SALA DE CASACIÓN PENAL  

MAGISTRADO PONENTE  

EYDER PATIÑO PABRERA  

AP284-2014  

APROBADO ACTA No. 18-  

          Bogotá,  D.  C.,  veintinueve (29) de enero de dos mil catorce  (2014).   

MOTIVO DE LA DECISIÓN  

La  Sala  decide si es procedente admitir la  demanda    de   casación   presentada   por   el   defensor   de   Luis  Fernando  Giraldo  Giraldo, contra la  sentencia  dictada  el  16  de  agosto  de  2012  por la Sala Penal del Tribunal  Superior de Montería.   

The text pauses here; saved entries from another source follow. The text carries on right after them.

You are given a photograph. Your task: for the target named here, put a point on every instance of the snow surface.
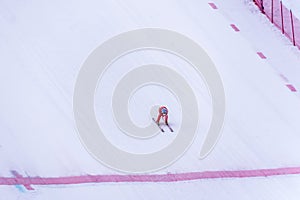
(43, 45)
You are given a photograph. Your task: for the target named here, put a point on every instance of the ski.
(161, 129)
(169, 127)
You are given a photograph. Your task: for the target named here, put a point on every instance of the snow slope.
(43, 48)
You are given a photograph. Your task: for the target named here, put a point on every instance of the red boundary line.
(28, 181)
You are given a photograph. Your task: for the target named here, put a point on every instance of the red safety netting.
(282, 17)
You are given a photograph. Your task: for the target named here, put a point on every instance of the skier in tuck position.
(162, 114)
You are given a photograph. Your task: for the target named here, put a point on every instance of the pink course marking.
(28, 181)
(291, 87)
(261, 55)
(234, 27)
(212, 5)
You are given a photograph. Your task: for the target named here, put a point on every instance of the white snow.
(43, 45)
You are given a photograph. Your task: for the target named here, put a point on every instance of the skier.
(162, 113)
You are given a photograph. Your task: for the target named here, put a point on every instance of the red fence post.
(292, 23)
(281, 11)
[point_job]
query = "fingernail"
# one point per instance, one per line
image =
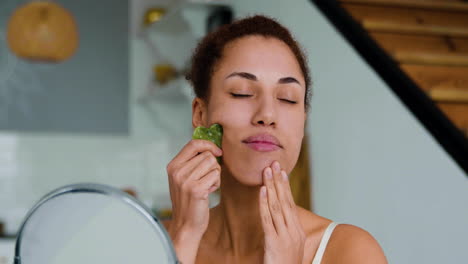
(268, 173)
(285, 176)
(276, 167)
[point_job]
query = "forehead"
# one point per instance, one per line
(265, 57)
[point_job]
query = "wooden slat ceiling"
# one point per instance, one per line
(429, 40)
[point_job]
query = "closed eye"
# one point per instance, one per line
(240, 95)
(289, 101)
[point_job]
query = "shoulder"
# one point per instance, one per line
(351, 244)
(347, 244)
(166, 224)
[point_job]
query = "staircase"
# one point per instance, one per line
(429, 40)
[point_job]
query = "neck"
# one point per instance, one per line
(235, 223)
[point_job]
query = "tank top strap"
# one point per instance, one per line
(323, 243)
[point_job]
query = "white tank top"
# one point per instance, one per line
(323, 243)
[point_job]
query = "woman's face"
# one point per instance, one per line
(257, 95)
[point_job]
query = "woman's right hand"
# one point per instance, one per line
(193, 174)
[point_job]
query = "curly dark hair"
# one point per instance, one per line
(209, 50)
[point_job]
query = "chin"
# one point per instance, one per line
(249, 173)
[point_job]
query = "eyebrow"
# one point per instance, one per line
(252, 77)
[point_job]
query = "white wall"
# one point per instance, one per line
(373, 164)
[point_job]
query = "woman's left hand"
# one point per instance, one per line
(284, 236)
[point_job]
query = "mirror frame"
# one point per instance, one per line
(103, 190)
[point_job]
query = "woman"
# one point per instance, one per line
(251, 77)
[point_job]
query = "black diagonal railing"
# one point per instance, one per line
(415, 99)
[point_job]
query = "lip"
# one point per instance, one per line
(263, 142)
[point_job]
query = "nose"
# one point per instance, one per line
(265, 114)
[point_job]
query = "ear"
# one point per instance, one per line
(199, 111)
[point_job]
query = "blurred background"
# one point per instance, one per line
(105, 101)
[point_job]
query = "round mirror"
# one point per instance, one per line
(91, 223)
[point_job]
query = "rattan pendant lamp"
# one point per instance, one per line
(42, 31)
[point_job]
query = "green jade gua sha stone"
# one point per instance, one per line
(213, 134)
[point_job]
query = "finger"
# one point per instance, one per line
(208, 164)
(282, 189)
(197, 167)
(194, 147)
(273, 202)
(210, 180)
(290, 198)
(267, 221)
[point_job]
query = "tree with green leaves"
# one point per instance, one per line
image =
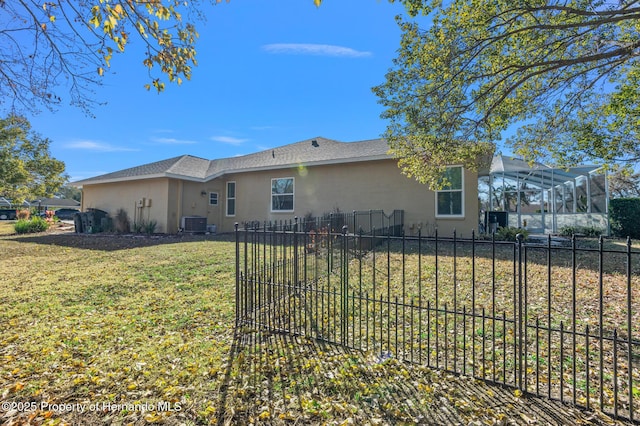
(565, 72)
(624, 183)
(27, 169)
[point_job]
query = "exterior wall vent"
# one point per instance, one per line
(194, 224)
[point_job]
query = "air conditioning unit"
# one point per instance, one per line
(194, 224)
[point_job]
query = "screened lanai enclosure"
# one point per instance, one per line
(542, 199)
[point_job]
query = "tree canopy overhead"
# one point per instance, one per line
(55, 46)
(27, 169)
(53, 49)
(565, 71)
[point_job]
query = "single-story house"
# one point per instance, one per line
(310, 177)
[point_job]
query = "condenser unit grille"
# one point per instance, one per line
(195, 224)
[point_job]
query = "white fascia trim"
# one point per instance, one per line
(290, 165)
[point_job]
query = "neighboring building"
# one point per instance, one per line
(314, 177)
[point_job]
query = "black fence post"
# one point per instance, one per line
(238, 308)
(520, 317)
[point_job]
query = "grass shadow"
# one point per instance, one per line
(111, 242)
(282, 379)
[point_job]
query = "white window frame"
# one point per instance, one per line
(293, 197)
(235, 194)
(462, 195)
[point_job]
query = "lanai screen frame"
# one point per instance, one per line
(567, 197)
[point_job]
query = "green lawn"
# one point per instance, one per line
(137, 330)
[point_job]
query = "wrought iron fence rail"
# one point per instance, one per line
(490, 324)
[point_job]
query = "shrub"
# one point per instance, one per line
(122, 223)
(23, 214)
(147, 227)
(150, 226)
(508, 233)
(37, 224)
(587, 231)
(624, 217)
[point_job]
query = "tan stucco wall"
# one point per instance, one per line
(372, 185)
(195, 200)
(347, 187)
(110, 197)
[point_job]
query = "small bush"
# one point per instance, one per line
(147, 227)
(23, 214)
(150, 226)
(624, 217)
(37, 224)
(509, 233)
(121, 221)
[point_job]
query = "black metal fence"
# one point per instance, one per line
(364, 221)
(554, 320)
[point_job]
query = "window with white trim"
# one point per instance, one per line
(450, 199)
(231, 198)
(282, 195)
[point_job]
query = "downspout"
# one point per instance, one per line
(180, 203)
(606, 200)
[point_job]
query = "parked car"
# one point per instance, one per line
(65, 214)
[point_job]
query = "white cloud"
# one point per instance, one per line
(228, 140)
(172, 141)
(315, 49)
(97, 146)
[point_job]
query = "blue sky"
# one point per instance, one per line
(269, 73)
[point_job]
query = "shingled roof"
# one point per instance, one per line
(310, 152)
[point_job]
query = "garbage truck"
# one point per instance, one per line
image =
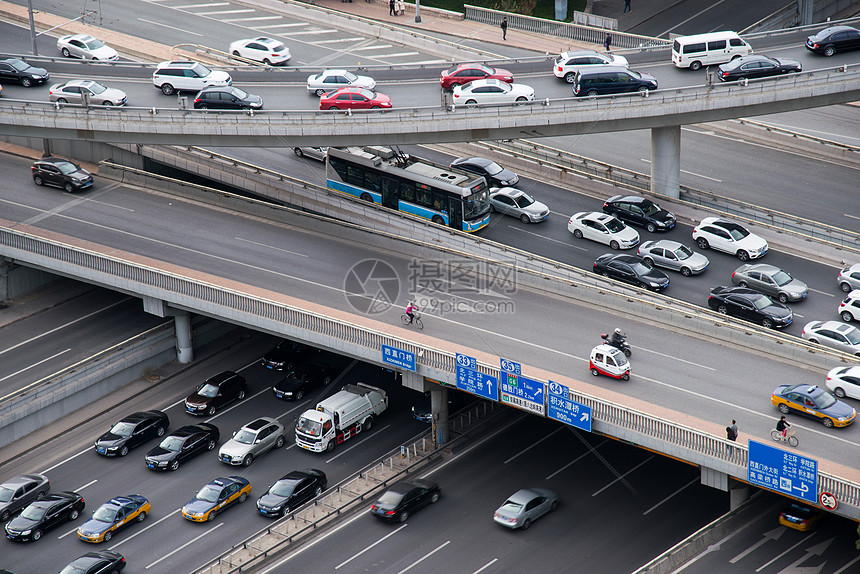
(340, 417)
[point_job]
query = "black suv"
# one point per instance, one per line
(15, 70)
(639, 211)
(611, 80)
(61, 173)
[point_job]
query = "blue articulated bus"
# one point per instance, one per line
(400, 181)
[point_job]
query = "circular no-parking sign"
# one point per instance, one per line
(827, 500)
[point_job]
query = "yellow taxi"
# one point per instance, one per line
(111, 516)
(216, 496)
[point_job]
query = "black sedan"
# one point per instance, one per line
(182, 444)
(132, 431)
(496, 175)
(96, 562)
(55, 509)
(286, 354)
(639, 211)
(303, 378)
(631, 269)
(291, 491)
(404, 498)
(757, 66)
(745, 303)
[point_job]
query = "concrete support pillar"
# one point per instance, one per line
(739, 492)
(439, 408)
(184, 345)
(666, 161)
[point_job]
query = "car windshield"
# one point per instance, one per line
(34, 512)
(105, 514)
(94, 44)
(614, 225)
(208, 390)
(284, 488)
(781, 278)
(209, 493)
(524, 200)
(245, 436)
(172, 443)
(683, 252)
(309, 426)
(390, 498)
(122, 429)
(66, 167)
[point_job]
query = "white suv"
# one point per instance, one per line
(172, 77)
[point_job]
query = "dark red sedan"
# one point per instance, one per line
(464, 73)
(353, 98)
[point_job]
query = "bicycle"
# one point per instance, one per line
(416, 321)
(789, 438)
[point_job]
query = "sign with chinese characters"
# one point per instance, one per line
(471, 380)
(561, 408)
(398, 357)
(519, 391)
(783, 471)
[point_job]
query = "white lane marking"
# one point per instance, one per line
(691, 173)
(357, 554)
(823, 292)
(271, 247)
(689, 484)
(90, 483)
(623, 475)
(190, 542)
(156, 523)
(170, 27)
(63, 326)
(353, 446)
(577, 459)
(46, 359)
(425, 557)
(534, 444)
(485, 566)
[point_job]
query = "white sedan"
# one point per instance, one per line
(331, 80)
(86, 47)
(491, 91)
(264, 50)
(604, 229)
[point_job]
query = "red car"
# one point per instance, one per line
(354, 98)
(465, 73)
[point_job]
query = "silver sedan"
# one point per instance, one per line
(515, 202)
(252, 441)
(673, 255)
(525, 506)
(771, 281)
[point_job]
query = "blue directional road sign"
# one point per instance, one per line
(398, 357)
(471, 380)
(783, 471)
(522, 392)
(561, 408)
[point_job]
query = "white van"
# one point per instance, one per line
(706, 49)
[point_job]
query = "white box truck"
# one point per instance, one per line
(340, 417)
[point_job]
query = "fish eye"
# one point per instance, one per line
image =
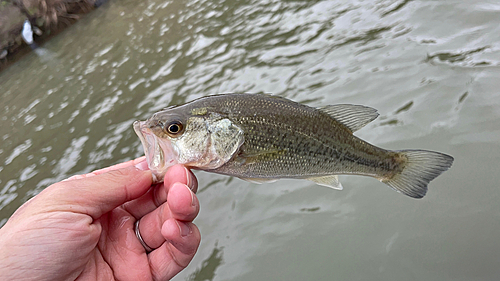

HECHOS Y ACTUACIÓN PROCESAL  

          1.  Fueron  relatados  por  el  Tribunal  Superior, así1  

“De conformidad con la información que se  extrae  de los audios, ocurrieron el 11 de diciembre de 2010, cuando a las 12:50  de  la  madrugada  fue  retenido  por  uniformados de la Policía de Cereté, el  señor  Luis  Fernando Giraldo Giraldo, toda vez que fueron informados que en la  urbanización  Rincón  del  Bosque  ubicada  en  el  sector conocido como “El  asilo”,  en  inmediaciones  del  barrio  La  Palma  de  esa municipalidad, dos  moradores  de  la  urbanización  mencionada,  señores JAVIER MARÍN VÁSQUEZ y  LUIS  FERNANDO  GIRALDO,  al  parecer,  en  estado  de embriaguez, iniciaron una  discusión  que paso luego a los golpes, y durante su desarrollo, el señor LUIS  GIRALDO  esgrimió  un  arma  de fuego que fue encontrada después tirada en los  jardines  del  complejo habitacional: esta noticia fue comunicada a la Estación  de   Policía   Nacional  donde  se  dio  la  orden  respectiva  que  causó  el  desplazamiento  de  los  policiales  al  sitio  de  los  hechos,  lugar donde se  practicaron   las   diligencias  de  rigor,  y  fue  capturado  el  señor  LUIS  GIRALDO”.   

          2.   La fiscalía, previo a disponer la libertad del capturado,  el  11 de mayo de 2011, ante el Juez 2 Promiscuo Municipal de Cereté (Córdoba)  imputó  a  Luis Fernando Giraldo Giraldo cargos  como  autor de la conducta de fabricación, tráfico y porte  de armas de fuego, prevista en el artículo 365 del Código Penal.  

          3.  El 1 de junio del mismo año el ente acusador radicó escrito de  acusación        por        esa       conducta2  y  el  5  de julio siguiente,  ante  el  Juez  Penal  del Circuito de Cereté, se llevó a cabo la audiencia de  acusación3.  

          4.  Mediante  sentencia del 21 de febrero de 2012, el Juez absolvió  a  Giraldo  Giraldo  de  los  cargos                   formulados4.  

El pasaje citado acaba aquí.